ANDREW PIERCE: What does it say, just finally, Sir Malcolm, of the mindset of No.10 Downing Street that, because they don't get their way, they enacted what some might call petty retribution: they've withdrawn the whip from Julian Lewis.
Sir MALCOLM RIFKIND: It worries me; because, you know, actually the last few months have been rotten so far as the Government's understanding and appreciation of the importance of independent oversight of our intelligence agencies. We have not had a Committee able to operate since before the last General Election, which was in December of last year. That's about seven to eight months away.
Now normally, after a General Election, yes, the Prime Minister has to take a little time consulting with the Leader of the Opposition in choosing the candidates to be recommended to Parliament to be members of the ISC. And that normally takes about a month. And even if there are exceptional circumstances perhaps it might have been legitimate for it to have taken two months. I'm trying to be reasonable. So that would have taken us at most to January or February. But this is July, and we've not been given a single convincing reason – in fact we haven’t even been given an unconvincing reason – as to why it's taken so long.

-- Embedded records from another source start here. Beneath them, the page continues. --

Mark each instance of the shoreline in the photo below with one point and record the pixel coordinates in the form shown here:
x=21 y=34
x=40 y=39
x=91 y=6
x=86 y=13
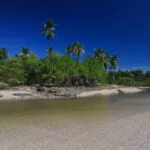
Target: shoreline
x=27 y=93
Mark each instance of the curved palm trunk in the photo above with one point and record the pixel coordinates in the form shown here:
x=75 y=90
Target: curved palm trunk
x=50 y=67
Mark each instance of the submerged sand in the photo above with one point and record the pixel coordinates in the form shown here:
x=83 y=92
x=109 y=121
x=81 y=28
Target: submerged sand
x=24 y=94
x=125 y=128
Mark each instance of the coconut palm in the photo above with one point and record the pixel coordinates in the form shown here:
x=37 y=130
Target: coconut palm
x=106 y=61
x=77 y=50
x=3 y=53
x=48 y=30
x=113 y=64
x=25 y=51
x=101 y=56
x=69 y=50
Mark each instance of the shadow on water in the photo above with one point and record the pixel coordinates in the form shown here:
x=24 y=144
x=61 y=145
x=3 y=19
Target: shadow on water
x=43 y=110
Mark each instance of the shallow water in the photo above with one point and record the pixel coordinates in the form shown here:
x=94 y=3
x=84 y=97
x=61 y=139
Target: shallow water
x=51 y=112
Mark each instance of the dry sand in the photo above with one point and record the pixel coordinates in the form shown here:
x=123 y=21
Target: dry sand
x=116 y=132
x=130 y=133
x=110 y=91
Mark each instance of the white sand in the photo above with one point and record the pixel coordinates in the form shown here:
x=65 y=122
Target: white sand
x=8 y=95
x=100 y=92
x=109 y=91
x=130 y=90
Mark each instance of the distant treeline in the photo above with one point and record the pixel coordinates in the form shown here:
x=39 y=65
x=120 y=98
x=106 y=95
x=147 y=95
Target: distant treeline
x=26 y=68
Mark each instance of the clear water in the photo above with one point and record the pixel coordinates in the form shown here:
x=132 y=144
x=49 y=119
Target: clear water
x=53 y=111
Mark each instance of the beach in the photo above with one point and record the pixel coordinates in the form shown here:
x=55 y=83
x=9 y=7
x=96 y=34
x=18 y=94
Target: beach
x=112 y=125
x=24 y=93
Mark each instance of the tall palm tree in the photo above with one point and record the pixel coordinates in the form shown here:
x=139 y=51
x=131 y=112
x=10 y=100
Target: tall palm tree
x=100 y=55
x=25 y=51
x=69 y=50
x=48 y=30
x=78 y=50
x=3 y=53
x=106 y=61
x=114 y=63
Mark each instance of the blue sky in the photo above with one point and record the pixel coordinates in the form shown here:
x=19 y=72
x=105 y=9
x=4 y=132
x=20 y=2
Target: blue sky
x=121 y=27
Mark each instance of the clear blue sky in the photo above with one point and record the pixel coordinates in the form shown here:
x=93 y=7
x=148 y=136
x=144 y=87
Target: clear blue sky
x=120 y=26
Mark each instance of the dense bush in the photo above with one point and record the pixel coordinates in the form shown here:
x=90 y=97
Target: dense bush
x=127 y=81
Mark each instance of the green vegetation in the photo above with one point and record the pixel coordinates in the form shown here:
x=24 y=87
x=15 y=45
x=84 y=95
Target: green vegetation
x=26 y=68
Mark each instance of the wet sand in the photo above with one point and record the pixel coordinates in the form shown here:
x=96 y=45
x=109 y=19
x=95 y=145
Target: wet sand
x=109 y=123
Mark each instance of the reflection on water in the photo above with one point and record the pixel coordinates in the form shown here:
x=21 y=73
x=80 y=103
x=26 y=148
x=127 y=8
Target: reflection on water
x=51 y=111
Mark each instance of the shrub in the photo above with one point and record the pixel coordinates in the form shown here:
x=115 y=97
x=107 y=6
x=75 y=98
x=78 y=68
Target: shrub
x=14 y=82
x=126 y=81
x=3 y=85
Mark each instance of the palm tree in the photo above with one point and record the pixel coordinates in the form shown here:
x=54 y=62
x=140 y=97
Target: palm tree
x=25 y=51
x=69 y=50
x=114 y=63
x=100 y=55
x=77 y=50
x=48 y=30
x=106 y=61
x=3 y=53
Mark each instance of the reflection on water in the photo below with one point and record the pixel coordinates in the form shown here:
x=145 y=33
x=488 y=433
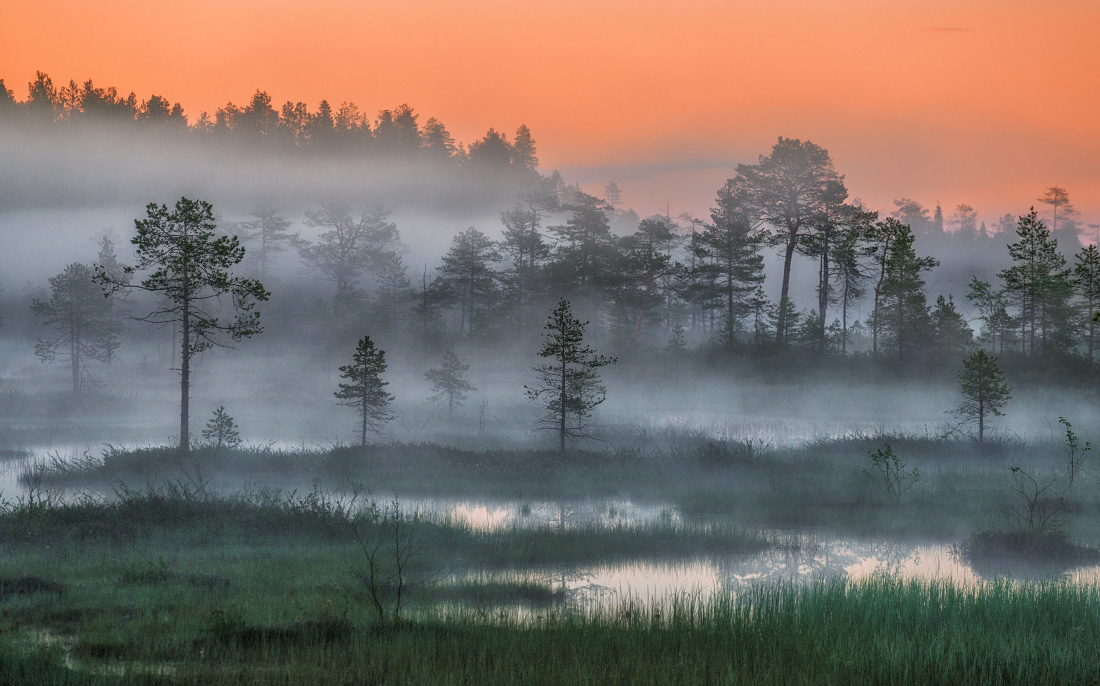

My own view is not that they didn't want the Committee to be operating. I don't think it's as negative as that. I think it’s just that they were indifferent. It wasn't a priority. They had other things on their mind. They had the Brexit issue; then there came the Covid crisis – as if somehow that stopped them for over seven months in choosing nine MPs to recommend to Parliament as members of the Committee. And that sort of alarms me: it was the sheer, I would call it incompetence, but also ultimate indifference, as to carrying out their proper responsibility as regards the most important and powerful Committee that Parliament has at its disposal.
Now, I don't know whether this was what the Prime Minister personally wanted to neglect, or whether – he is obviously an incredibly busy man – so maybe his advisers, his people closest to him, didn't remind him of the long delay that was taking place. Or had anyone done any research – had they actually read the Intelligence and Security Act, the Act of Parliament under which we operate, which gives no role to the Prime Minister in choosing a Chairman? So somebody had better carry the can. Ultimately it will be the Prime Minister, because he has the ultimate responsibility; but I suspect some of the people around him might have either been giving wrong advice or just haven’t done their homework – either of which is pretty reprehensible.
ANDREW PIERCE: Absolutely. That's Sir Malcolm Rifkind, the former Foreign Secretary. Thanks so much for joining us.